Here, we observed that the adjusted incidence relative risk of HIV-HL increased among cART-naïve patients and the risk of HIV-HL seems to be higher during the first 6 months after starting cART, as already reported by the French Hospital database study. 8 The influence of cART on this risk remains uncertain, with both modest elevations and no effects or reductions in risk reported. 1,6,9,30 Our data may imply that during the first 6 months of c-ART, the increases in immunity may have placed HIV-infected patients at higher risk of HIV-HL. Indeed, an essential feature of HL is the non-neoplastic milieu of reactive cells in the tumor mass, so that the neoplastic Hodgkin-Reed Sternberg (H-RS) cells need to recruit lymphocytes and histiocytes for their survival. 10 Because cART treatment has a strong influence on CD4 cell count, this higher risk could be in part explained by a causal relationship between c-ART treatment period (including cART-naïve group) and CD4+ cell counts. The majority of HIV-HL tumors have clonal infection with EBV and express high levels of a classic EBV-transforming protein, latency membrane protein 1 (LMP-1). 12 It is likely that the ability to control latent EBV infection of B lymphocytes following cART initiation may be a key element in HIV-HL pathogenesis.
Our study has several strengths. Thanks to the record-linkage procedure among three different sources, we were able to complete HIV-HL cases missing in our electronic clinic database and to compare the incidence of HL occurring in our cohort to the incidence rates extracted from the Cancer Registry of Brescia, where our center is located and where all study patients had their legal residence. In our cohort, male and female are well represented. We chose the 1999 as start year of the study in order to limit our analysis exclusively to the era cART introduced in 1996. Different from other Italian 4,15 and US 10 record-linkage studies, we considered all patients infected by HIV and not only those who developed AIDS. The principal weakness of the study was that the relative small number of HIV-HL cases still limited the possibility of stratified analysis with respect to the different antiretroviral regimens or histological subtypes of HL. Moreover, we lacked data on EBV serology.

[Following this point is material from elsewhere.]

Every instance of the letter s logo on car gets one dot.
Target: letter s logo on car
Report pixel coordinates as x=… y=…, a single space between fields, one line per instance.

In conclusion, our results showed that in the cART era, the risk of HL is elevated in HIV-infected patients compared to the general population and there may be some additional risk resulting from immune reconstitution during the first few months after cART initiation. Although the introduction of cART has markely improved the prognosis of patients with HIV-HL, this new analysis underscores that non-AIDS defining malignancies remain a problem, and clinicians should increase surveillance and should be sensitive to the risk factors for their development. More studies are necessary to confirm the association between an important CD4+ decline preceding the HIV-HL during effective cART. Changes in CD4+ cell counts and EBV contribution to pathogenesis of HIV-HL should be further evaluated by prospective studies.
Footnotes
Acknowledgments
The authors would like to thank all the participants and clinical staff of the the Infectious and Tropical Diseases Department.
Author Disclosure Statement
The authors declare that they have no competing interests.